Professor Iain Donnison, Head of the Institute of Biological, Environmental & Rural Sciences (IBERS) at Aberystwyth University, was responding to the publication of ‘Net Zero: The UK’s contribution to stopping global warming’ published by the UK Government Committee on Climate Change.

Professor Donnison is an expert on agriculture and land use, which feature in the report in terms of targets for one-fifth of agricultural land to be used for forestry, bioenergy crops and peatland restoration.

According to Professor Donnison, such a reduction is very ambitious but achievable in Wales and the wider UK. “Land use can positively contribute towards achieving the net zero targets, but there are challenges in relation to emissions from agriculture especially associated with red meat and dairy,” said Professor Donnison.

“In IBERS we are already working on how to make livestock agriculture less carbon intensive and developing new diversification options for the farming of carbon. For example, net zero targets could provide significant diversification opportunities for both farmers and industries that make use of biomass and wood for the production of energy, materials including in construction and for wider environmental benefits.”

Professor Donnison added: “The report gives a clear message regarding the importance of the task and the role that the UK can play to compensate for past emissions and to help play a leadership role in creating a greener future.

“The report says it seeks to be based on current technologies that can be deployed and achievable targets. One-fifth of agricultural land is a very ambitious target but I believe that through the approaches proposed it is achievable (e.g. for bioenergy crops it fits in with published targets for the UK). This is based on the knowledge and technologies we have now regarding how to do this, and because right now in the UK we are developing a new agricultural policy that looks beyond the common agriculture policy (CAP). For example, the 25-year Environment plan published by Defra envisages payment for public goods which could provide a policy mechanism to help ensure that the appropriate approaches are implemented in the appropriate places.

“The scale of the change, however, should not be underestimated, although agriculture is a sector that has previously successfully responded to challenges such as for increased food production. The additional challenge will be to ensure that we deliver all the benefits we wish to see from land: food, carbon and greenhouse gas (GHG) management and wider environmental benefits, whilst managing the challenge of the impacts of climate change.

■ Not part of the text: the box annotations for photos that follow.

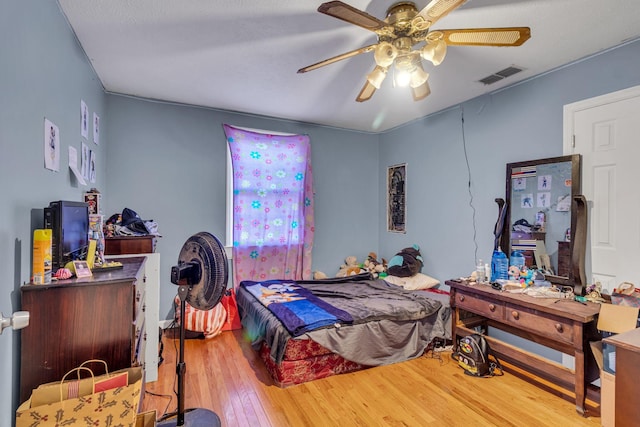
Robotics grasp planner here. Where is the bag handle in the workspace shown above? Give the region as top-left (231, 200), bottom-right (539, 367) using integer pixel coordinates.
top-left (59, 366), bottom-right (96, 402)
top-left (78, 359), bottom-right (109, 379)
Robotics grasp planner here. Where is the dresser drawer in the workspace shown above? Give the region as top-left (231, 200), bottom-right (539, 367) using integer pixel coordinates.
top-left (455, 292), bottom-right (504, 320)
top-left (505, 304), bottom-right (573, 344)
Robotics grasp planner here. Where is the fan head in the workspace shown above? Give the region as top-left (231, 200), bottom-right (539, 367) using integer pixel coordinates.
top-left (171, 232), bottom-right (229, 310)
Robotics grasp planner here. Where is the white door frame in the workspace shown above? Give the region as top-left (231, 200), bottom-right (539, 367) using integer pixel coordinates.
top-left (562, 86), bottom-right (640, 155)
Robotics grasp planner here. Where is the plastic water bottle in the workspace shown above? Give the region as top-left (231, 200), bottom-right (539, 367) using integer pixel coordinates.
top-left (491, 248), bottom-right (509, 282)
top-left (476, 259), bottom-right (487, 283)
top-left (509, 249), bottom-right (525, 271)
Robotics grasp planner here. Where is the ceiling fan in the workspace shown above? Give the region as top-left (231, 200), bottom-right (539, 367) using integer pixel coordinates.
top-left (298, 0), bottom-right (531, 102)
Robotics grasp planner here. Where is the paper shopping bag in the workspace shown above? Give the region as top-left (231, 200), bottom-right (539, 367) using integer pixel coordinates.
top-left (220, 288), bottom-right (242, 331)
top-left (30, 359), bottom-right (128, 407)
top-left (16, 367), bottom-right (143, 427)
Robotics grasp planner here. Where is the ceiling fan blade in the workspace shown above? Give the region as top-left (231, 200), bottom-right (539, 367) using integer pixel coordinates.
top-left (411, 81), bottom-right (431, 101)
top-left (298, 44), bottom-right (377, 73)
top-left (318, 1), bottom-right (389, 31)
top-left (356, 80), bottom-right (376, 102)
top-left (427, 27), bottom-right (531, 46)
top-left (411, 0), bottom-right (467, 32)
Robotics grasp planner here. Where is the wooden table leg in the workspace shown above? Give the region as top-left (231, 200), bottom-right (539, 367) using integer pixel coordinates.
top-left (574, 349), bottom-right (586, 416)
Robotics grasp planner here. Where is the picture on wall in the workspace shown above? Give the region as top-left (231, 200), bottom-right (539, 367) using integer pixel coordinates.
top-left (387, 163), bottom-right (407, 233)
top-left (93, 113), bottom-right (100, 144)
top-left (80, 100), bottom-right (89, 139)
top-left (44, 119), bottom-right (60, 172)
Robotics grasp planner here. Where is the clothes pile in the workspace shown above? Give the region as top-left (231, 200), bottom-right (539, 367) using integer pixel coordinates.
top-left (106, 208), bottom-right (162, 237)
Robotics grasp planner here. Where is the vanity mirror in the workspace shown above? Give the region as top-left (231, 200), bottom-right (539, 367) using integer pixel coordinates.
top-left (500, 154), bottom-right (584, 285)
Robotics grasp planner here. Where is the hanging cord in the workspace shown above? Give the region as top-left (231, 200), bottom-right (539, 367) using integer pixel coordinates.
top-left (460, 104), bottom-right (478, 266)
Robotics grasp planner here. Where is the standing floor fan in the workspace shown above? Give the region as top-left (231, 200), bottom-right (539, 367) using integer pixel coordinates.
top-left (158, 232), bottom-right (229, 427)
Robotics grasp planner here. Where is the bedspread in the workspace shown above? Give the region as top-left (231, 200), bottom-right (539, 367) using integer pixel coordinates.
top-left (238, 279), bottom-right (451, 366)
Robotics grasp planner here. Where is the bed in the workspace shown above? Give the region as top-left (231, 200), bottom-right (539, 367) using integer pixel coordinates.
top-left (237, 275), bottom-right (451, 387)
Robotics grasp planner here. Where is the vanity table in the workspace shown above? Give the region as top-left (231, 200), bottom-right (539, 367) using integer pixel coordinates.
top-left (446, 280), bottom-right (600, 415)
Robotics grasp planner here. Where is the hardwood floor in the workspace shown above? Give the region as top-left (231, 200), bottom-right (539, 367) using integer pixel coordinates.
top-left (143, 331), bottom-right (600, 427)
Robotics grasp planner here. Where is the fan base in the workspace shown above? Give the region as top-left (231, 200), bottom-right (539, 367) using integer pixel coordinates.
top-left (158, 408), bottom-right (222, 427)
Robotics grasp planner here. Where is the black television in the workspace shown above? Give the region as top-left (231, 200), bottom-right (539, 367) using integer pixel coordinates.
top-left (44, 200), bottom-right (89, 272)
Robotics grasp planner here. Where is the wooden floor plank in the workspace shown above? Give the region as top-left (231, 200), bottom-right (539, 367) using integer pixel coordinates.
top-left (143, 331), bottom-right (600, 427)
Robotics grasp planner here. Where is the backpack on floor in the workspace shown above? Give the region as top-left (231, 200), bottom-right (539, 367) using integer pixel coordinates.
top-left (453, 334), bottom-right (503, 377)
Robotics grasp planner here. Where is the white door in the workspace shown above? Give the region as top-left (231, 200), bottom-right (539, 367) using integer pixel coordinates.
top-left (564, 86), bottom-right (640, 293)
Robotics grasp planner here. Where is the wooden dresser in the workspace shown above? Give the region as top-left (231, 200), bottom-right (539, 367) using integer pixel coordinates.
top-left (446, 280), bottom-right (600, 415)
top-left (104, 235), bottom-right (156, 255)
top-left (20, 257), bottom-right (146, 402)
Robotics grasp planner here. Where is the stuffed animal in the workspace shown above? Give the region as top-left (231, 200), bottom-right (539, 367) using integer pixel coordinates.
top-left (364, 252), bottom-right (387, 279)
top-left (336, 255), bottom-right (364, 277)
top-left (387, 245), bottom-right (424, 277)
top-left (313, 270), bottom-right (327, 280)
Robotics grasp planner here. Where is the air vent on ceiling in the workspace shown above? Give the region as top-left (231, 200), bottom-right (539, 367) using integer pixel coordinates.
top-left (478, 65), bottom-right (524, 85)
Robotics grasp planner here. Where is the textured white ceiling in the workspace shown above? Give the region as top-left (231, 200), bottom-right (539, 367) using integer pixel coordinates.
top-left (59, 0), bottom-right (640, 132)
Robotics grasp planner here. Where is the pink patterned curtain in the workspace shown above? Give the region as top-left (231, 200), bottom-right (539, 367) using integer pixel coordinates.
top-left (224, 125), bottom-right (314, 286)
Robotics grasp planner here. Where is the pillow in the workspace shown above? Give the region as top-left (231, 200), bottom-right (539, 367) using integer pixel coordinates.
top-left (384, 273), bottom-right (440, 291)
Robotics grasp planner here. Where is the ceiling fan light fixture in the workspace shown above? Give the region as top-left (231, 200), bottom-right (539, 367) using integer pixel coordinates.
top-left (367, 67), bottom-right (387, 89)
top-left (420, 40), bottom-right (447, 65)
top-left (373, 42), bottom-right (398, 67)
top-left (394, 67), bottom-right (411, 87)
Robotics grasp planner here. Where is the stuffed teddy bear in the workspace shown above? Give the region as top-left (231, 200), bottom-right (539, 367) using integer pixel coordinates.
top-left (313, 270), bottom-right (327, 280)
top-left (387, 245), bottom-right (424, 277)
top-left (364, 252), bottom-right (387, 279)
top-left (336, 255), bottom-right (364, 277)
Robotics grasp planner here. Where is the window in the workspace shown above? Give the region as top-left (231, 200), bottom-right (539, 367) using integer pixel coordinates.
top-left (224, 125), bottom-right (314, 283)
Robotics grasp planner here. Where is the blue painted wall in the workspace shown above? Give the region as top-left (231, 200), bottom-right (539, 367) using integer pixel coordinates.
top-left (0, 0), bottom-right (640, 426)
top-left (105, 95), bottom-right (379, 319)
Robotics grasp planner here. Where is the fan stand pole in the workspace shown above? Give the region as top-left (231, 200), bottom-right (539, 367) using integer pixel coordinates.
top-left (158, 285), bottom-right (221, 427)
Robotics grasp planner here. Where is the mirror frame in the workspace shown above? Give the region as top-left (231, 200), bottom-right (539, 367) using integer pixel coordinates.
top-left (500, 154), bottom-right (584, 286)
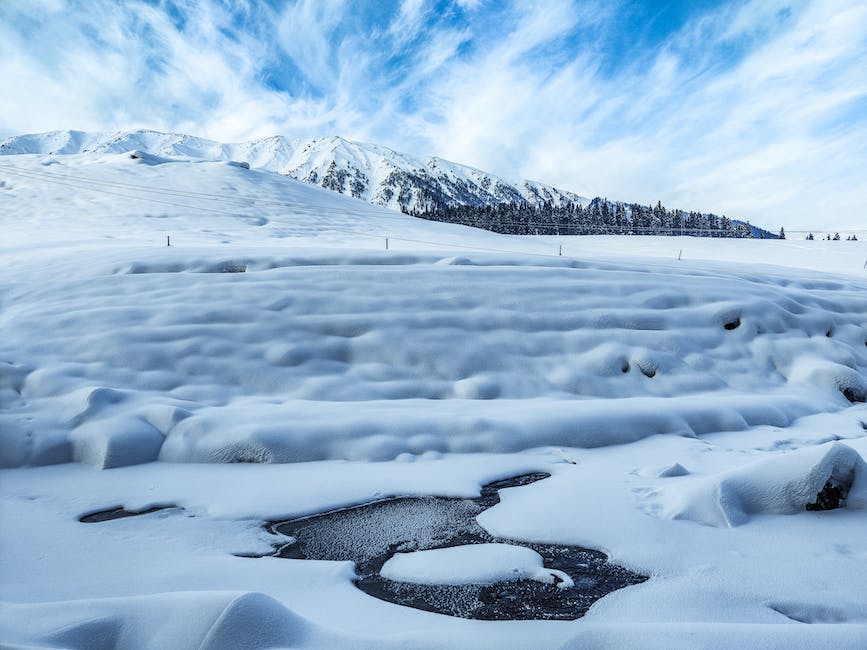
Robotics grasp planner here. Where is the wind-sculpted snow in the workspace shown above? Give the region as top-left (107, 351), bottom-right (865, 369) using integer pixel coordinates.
top-left (652, 443), bottom-right (867, 527)
top-left (0, 149), bottom-right (867, 649)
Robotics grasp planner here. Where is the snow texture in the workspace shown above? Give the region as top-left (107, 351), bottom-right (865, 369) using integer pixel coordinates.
top-left (379, 544), bottom-right (574, 589)
top-left (0, 147), bottom-right (867, 648)
top-left (0, 130), bottom-right (587, 212)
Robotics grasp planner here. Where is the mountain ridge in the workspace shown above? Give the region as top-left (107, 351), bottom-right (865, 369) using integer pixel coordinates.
top-left (0, 129), bottom-right (589, 213)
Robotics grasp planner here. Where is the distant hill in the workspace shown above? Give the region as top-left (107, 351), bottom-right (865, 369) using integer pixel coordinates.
top-left (0, 130), bottom-right (777, 239)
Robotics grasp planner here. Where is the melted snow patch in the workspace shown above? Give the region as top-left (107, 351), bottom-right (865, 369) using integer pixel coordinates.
top-left (380, 544), bottom-right (574, 589)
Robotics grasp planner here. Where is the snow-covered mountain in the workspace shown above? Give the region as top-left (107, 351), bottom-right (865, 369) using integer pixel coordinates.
top-left (0, 130), bottom-right (587, 213)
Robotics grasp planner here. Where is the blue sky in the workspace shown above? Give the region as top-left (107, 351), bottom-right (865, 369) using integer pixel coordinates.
top-left (0, 0), bottom-right (867, 229)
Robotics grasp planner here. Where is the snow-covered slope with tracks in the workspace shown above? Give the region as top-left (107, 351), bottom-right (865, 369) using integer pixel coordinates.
top-left (0, 130), bottom-right (586, 213)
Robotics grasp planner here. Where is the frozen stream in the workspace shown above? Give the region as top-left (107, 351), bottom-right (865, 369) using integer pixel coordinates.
top-left (269, 473), bottom-right (647, 620)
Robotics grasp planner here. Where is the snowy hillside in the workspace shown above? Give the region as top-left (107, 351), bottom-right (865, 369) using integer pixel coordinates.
top-left (0, 131), bottom-right (585, 212)
top-left (0, 149), bottom-right (867, 649)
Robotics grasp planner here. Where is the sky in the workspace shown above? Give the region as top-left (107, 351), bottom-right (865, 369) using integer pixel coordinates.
top-left (0, 0), bottom-right (867, 230)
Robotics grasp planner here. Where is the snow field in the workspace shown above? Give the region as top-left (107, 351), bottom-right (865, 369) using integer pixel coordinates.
top-left (0, 238), bottom-right (867, 467)
top-left (0, 154), bottom-right (867, 648)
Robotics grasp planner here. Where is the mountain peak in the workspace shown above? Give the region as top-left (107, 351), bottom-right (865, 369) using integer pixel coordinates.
top-left (0, 129), bottom-right (587, 213)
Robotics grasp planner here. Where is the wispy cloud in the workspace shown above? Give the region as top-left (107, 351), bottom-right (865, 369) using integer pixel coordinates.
top-left (0, 0), bottom-right (867, 228)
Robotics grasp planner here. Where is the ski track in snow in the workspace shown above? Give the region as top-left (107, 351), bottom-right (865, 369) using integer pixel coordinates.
top-left (0, 153), bottom-right (867, 648)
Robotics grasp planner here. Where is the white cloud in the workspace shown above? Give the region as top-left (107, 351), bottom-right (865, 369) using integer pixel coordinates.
top-left (0, 0), bottom-right (867, 229)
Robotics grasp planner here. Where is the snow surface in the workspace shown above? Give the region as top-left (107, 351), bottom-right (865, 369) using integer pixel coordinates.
top-left (379, 544), bottom-right (574, 589)
top-left (0, 152), bottom-right (867, 648)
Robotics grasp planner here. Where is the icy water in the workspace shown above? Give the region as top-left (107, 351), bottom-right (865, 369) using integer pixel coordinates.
top-left (268, 473), bottom-right (647, 620)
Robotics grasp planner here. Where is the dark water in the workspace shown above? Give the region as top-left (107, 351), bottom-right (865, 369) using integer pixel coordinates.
top-left (268, 473), bottom-right (647, 620)
top-left (78, 504), bottom-right (177, 524)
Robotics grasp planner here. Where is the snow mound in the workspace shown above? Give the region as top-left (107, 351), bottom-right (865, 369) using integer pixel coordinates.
top-left (656, 442), bottom-right (867, 527)
top-left (379, 544), bottom-right (574, 589)
top-left (0, 592), bottom-right (316, 650)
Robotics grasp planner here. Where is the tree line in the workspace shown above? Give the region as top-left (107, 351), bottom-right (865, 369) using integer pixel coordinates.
top-left (409, 197), bottom-right (764, 238)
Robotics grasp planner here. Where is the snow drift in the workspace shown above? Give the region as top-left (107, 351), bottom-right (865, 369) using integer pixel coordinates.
top-left (659, 442), bottom-right (867, 526)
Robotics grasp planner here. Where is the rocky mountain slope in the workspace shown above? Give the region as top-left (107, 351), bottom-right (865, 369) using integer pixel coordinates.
top-left (0, 130), bottom-right (587, 213)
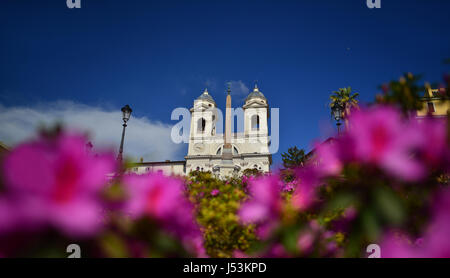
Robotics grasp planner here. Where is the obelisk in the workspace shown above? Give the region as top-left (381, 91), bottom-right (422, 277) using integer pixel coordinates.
top-left (222, 85), bottom-right (233, 164)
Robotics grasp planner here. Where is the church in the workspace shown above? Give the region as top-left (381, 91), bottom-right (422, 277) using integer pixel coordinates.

“The link is made between healthy diets with less red meat consumption and future reductions in greenhouse gas emissions from agriculture. This reflects that agriculture will likely go through significant change over the coming decades as a result of changes in consumer diets.

“Net Zero targets, however, could provide significant diversification opportunities for both farmers and industries that make use of biomass and wood for the production of energy, materials including in construction and for wider environmental benefits.”